Uno de los encuentros que mayor interés suscitó fue con las chicas del Forn de Manuela, un horno centenario, ¡abierto desde 1822!… Hay muchas preguntas y Amparo nos atiende maravillosamente, nos habla de las especialidades de su familia, las cocas que hacen exclusivamente para las fiestas del barrio en febrero… ¡Nos regala unos rollitos de anís!… Que no duran nada en la bolsa…

De allí nos dirigimos a los descampados… Que hay bastantes en el barrio, especialmente entre la zona antigua y la nueva… ¿Qué podrían hacer aquí?. Llenamos la acera con nuestras propuestas dibujadas en tiza: un centro informático infantil, un centro de rescate de animales… M. prefiere dibujar un felpudo a la vecina.

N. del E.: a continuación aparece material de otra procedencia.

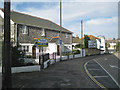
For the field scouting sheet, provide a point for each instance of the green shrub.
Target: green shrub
(76, 51)
(29, 56)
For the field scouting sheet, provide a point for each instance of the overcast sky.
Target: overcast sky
(99, 18)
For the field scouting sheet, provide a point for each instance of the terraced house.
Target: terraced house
(25, 28)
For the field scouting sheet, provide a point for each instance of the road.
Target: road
(65, 74)
(71, 74)
(110, 63)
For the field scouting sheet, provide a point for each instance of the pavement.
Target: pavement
(99, 75)
(111, 64)
(98, 71)
(65, 74)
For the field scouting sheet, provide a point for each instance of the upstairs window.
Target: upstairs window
(24, 29)
(58, 34)
(43, 32)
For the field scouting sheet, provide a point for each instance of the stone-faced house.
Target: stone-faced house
(24, 28)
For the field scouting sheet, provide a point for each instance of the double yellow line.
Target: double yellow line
(99, 84)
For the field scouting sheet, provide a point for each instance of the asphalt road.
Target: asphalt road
(111, 64)
(72, 74)
(65, 74)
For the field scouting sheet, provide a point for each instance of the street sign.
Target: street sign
(42, 42)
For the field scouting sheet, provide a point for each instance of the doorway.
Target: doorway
(58, 49)
(34, 52)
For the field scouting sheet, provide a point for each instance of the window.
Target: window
(24, 30)
(43, 32)
(66, 35)
(25, 48)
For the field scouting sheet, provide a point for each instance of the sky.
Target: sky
(99, 18)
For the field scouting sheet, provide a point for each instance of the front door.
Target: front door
(34, 51)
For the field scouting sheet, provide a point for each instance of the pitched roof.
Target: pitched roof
(76, 40)
(29, 20)
(92, 37)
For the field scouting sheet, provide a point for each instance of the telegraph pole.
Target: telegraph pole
(82, 36)
(60, 30)
(6, 69)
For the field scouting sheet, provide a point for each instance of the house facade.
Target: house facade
(97, 42)
(25, 28)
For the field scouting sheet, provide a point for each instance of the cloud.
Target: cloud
(99, 18)
(107, 27)
(102, 21)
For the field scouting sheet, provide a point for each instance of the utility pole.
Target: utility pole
(82, 36)
(60, 30)
(6, 69)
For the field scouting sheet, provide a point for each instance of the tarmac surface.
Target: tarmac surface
(65, 74)
(70, 74)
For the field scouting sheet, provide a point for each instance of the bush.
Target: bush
(76, 51)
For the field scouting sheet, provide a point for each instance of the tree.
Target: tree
(107, 45)
(85, 41)
(118, 46)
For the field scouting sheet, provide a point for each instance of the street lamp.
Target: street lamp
(6, 68)
(60, 30)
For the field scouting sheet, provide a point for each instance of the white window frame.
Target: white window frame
(24, 29)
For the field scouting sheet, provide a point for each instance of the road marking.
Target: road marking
(114, 66)
(99, 84)
(109, 74)
(100, 76)
(105, 59)
(94, 69)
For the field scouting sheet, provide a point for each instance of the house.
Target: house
(97, 42)
(26, 28)
(76, 41)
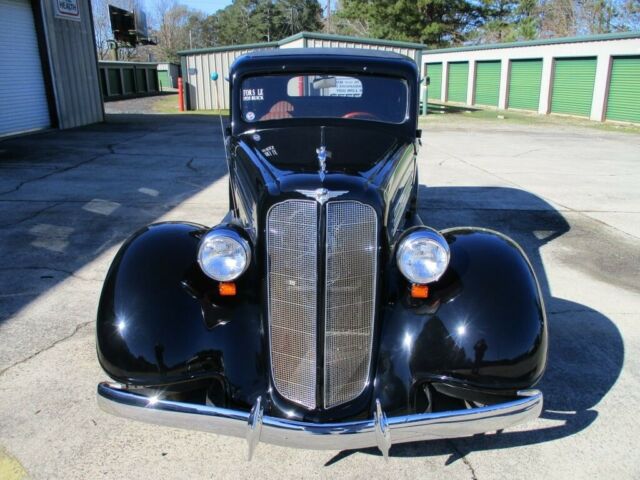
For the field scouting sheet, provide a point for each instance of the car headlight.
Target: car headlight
(223, 254)
(423, 256)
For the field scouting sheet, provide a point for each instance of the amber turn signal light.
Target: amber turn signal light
(227, 289)
(419, 291)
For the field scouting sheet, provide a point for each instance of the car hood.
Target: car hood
(350, 150)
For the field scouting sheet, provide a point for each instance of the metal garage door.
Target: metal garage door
(23, 101)
(624, 90)
(573, 82)
(487, 83)
(524, 84)
(457, 82)
(434, 72)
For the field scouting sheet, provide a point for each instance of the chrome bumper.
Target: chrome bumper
(379, 431)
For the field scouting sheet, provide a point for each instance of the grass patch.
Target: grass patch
(169, 104)
(447, 113)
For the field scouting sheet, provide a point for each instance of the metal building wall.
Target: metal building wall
(325, 43)
(203, 93)
(74, 66)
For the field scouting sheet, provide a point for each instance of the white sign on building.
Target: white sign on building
(67, 9)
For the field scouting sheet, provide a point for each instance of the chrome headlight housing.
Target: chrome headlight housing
(223, 254)
(423, 256)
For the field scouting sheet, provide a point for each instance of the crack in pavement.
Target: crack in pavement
(50, 174)
(30, 216)
(520, 187)
(464, 458)
(190, 166)
(78, 327)
(52, 269)
(110, 150)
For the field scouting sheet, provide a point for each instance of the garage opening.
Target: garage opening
(22, 89)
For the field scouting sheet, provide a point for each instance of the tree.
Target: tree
(434, 22)
(248, 21)
(498, 20)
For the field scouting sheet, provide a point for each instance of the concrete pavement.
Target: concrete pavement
(68, 199)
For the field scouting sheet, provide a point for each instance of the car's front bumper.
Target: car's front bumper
(381, 431)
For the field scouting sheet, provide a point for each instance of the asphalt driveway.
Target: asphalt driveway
(69, 199)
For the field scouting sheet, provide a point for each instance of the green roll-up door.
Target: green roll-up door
(434, 72)
(487, 83)
(573, 81)
(524, 84)
(623, 103)
(164, 79)
(457, 82)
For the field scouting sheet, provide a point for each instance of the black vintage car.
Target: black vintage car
(322, 312)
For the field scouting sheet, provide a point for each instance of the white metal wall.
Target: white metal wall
(604, 50)
(74, 66)
(23, 99)
(322, 43)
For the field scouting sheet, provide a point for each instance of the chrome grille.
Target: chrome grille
(351, 264)
(292, 283)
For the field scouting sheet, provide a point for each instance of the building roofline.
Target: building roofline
(125, 62)
(345, 38)
(532, 43)
(226, 48)
(313, 35)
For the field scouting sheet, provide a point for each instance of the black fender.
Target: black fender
(161, 321)
(482, 329)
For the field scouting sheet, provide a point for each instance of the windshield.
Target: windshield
(276, 97)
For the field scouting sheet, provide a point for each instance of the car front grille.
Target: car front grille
(351, 258)
(293, 298)
(347, 295)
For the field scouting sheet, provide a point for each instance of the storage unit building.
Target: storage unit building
(623, 101)
(595, 76)
(434, 72)
(48, 66)
(572, 88)
(168, 74)
(206, 91)
(457, 82)
(525, 78)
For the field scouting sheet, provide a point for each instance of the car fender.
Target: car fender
(161, 320)
(483, 326)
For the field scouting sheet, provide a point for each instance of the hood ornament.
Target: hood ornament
(322, 194)
(323, 154)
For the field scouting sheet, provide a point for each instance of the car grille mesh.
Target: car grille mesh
(292, 266)
(351, 257)
(349, 301)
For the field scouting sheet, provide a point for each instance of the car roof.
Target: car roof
(338, 52)
(347, 60)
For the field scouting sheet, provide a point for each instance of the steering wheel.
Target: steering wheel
(361, 115)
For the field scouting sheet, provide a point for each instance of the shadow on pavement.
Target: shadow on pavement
(586, 351)
(68, 196)
(439, 108)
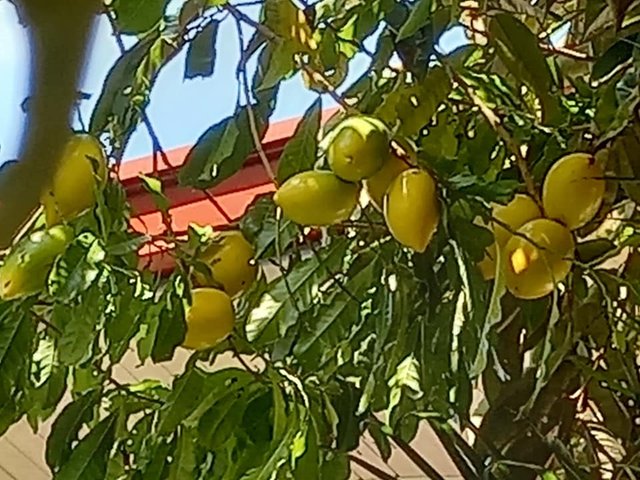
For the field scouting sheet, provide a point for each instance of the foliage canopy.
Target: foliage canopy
(357, 334)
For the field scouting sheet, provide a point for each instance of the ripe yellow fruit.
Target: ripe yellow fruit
(82, 167)
(230, 261)
(317, 198)
(520, 210)
(573, 190)
(538, 258)
(411, 208)
(378, 184)
(27, 266)
(359, 148)
(209, 318)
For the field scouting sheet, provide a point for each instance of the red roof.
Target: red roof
(219, 206)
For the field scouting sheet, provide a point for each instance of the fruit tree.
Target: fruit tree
(477, 271)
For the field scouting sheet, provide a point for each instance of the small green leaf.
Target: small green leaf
(90, 457)
(221, 151)
(262, 227)
(201, 54)
(184, 461)
(419, 16)
(66, 427)
(115, 97)
(616, 54)
(153, 185)
(300, 152)
(138, 16)
(518, 49)
(185, 397)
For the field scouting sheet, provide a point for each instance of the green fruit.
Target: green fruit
(573, 190)
(520, 210)
(82, 167)
(359, 148)
(378, 184)
(230, 260)
(538, 258)
(209, 318)
(317, 198)
(26, 268)
(411, 208)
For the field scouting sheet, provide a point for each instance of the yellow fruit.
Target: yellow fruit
(82, 167)
(317, 198)
(230, 260)
(209, 318)
(359, 148)
(378, 184)
(538, 258)
(411, 208)
(573, 190)
(26, 268)
(520, 210)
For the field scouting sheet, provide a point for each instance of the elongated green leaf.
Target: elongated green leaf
(221, 150)
(66, 427)
(300, 152)
(518, 49)
(184, 398)
(201, 54)
(138, 16)
(291, 294)
(115, 98)
(184, 462)
(418, 17)
(262, 228)
(89, 458)
(333, 320)
(17, 329)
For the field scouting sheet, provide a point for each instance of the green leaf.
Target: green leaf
(300, 152)
(80, 324)
(90, 457)
(616, 54)
(518, 49)
(262, 228)
(115, 97)
(334, 319)
(138, 16)
(184, 398)
(413, 103)
(184, 460)
(17, 329)
(292, 293)
(221, 151)
(419, 16)
(201, 54)
(153, 185)
(66, 427)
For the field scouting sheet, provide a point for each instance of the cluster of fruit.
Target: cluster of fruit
(81, 170)
(359, 154)
(536, 244)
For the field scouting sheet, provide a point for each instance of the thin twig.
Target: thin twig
(242, 17)
(381, 474)
(123, 388)
(218, 207)
(155, 141)
(417, 459)
(257, 141)
(496, 124)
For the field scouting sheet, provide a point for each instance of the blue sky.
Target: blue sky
(180, 110)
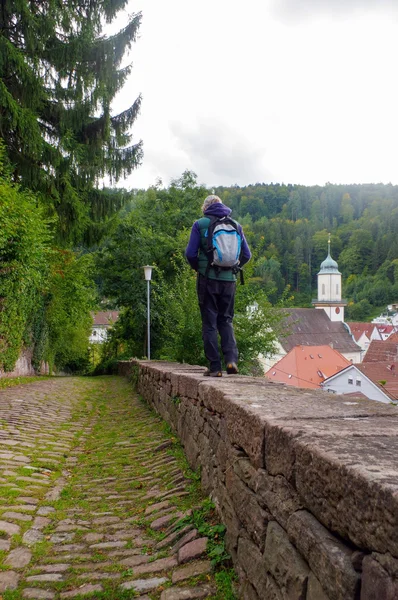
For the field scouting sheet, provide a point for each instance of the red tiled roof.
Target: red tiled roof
(312, 327)
(106, 317)
(385, 328)
(357, 329)
(381, 351)
(382, 372)
(308, 366)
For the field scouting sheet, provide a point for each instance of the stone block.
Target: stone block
(252, 562)
(191, 450)
(314, 589)
(246, 430)
(377, 584)
(285, 564)
(276, 495)
(250, 514)
(279, 449)
(248, 592)
(352, 489)
(245, 471)
(328, 557)
(228, 516)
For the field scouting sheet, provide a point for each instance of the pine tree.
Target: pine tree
(58, 76)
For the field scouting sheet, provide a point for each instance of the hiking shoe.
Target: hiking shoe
(209, 373)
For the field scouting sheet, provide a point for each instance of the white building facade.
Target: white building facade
(351, 380)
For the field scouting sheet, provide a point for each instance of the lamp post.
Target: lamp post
(148, 277)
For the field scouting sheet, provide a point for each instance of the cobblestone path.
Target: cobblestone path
(89, 492)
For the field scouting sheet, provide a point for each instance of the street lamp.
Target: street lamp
(148, 277)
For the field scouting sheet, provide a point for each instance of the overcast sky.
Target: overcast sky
(293, 91)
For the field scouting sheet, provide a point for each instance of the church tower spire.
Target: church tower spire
(329, 289)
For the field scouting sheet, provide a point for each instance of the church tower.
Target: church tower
(329, 289)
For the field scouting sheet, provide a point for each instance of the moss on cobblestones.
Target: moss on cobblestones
(95, 444)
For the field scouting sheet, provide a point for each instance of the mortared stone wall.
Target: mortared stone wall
(306, 482)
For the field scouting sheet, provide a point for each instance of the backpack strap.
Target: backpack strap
(209, 252)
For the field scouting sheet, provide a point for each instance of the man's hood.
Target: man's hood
(218, 210)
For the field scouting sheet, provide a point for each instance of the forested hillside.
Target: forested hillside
(288, 225)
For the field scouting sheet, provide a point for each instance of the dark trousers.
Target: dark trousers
(216, 303)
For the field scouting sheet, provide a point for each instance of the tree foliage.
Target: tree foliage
(154, 229)
(288, 227)
(45, 294)
(58, 76)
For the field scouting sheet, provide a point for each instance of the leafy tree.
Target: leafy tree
(58, 76)
(24, 251)
(155, 230)
(45, 294)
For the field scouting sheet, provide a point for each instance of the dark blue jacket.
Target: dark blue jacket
(194, 245)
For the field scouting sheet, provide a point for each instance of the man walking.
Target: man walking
(216, 288)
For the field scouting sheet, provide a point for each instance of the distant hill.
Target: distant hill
(287, 227)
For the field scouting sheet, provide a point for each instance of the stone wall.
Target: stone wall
(23, 366)
(306, 482)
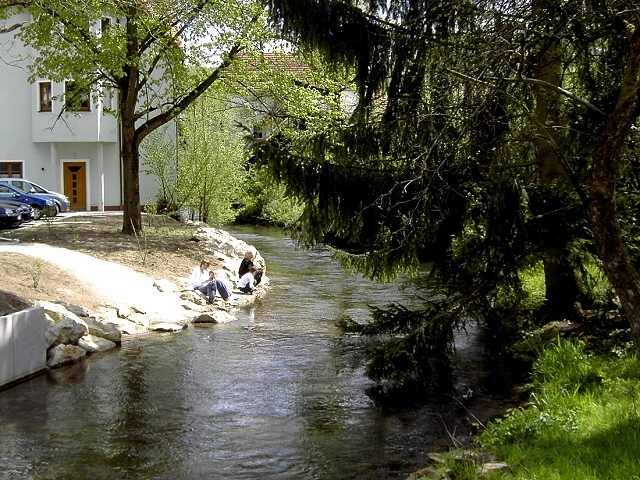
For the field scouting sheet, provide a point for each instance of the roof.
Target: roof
(278, 61)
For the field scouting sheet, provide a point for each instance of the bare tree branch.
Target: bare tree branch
(159, 120)
(11, 28)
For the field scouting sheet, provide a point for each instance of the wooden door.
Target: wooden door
(75, 184)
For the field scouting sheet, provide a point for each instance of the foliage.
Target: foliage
(208, 173)
(266, 201)
(412, 347)
(579, 422)
(156, 55)
(473, 145)
(292, 95)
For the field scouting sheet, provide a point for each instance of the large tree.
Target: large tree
(489, 135)
(157, 55)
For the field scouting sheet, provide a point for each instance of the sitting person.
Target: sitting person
(247, 282)
(203, 280)
(245, 266)
(199, 275)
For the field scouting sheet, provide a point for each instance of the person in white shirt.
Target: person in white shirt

Aprovechamos cualquier espacio peatonal para sacar nuestros diarios y seguir rellenándolos. L. lo lleva constantemente en la mano y aprovecha que nos paramos a hablar con el nonagenario Miguel o con el mecánico para dibujar al natural, apoyada en cualquier sitio.

En la siguiente sesión exploramos la zona de edificios altos y grandes avenidas. El contraste es brutal. Campanar es un barrio que es pueblo y ciudad al mismo tiempo… y… ¡tambien campo!.

A un lado queda algo de huerta a reivindicar y conservar… Al otro el Parque de Cabecera que bien merece una exploración al detalle. Allí encontramos patos, tortugas ¡y hasta conejos!… Pero ¿y Rovelló?… Pues sigue sin aparecer, pero empezamos a pensar que quizá no tenga intención de hacerlo. Aquí tiene todo lo que necesita para vivir plácidamente.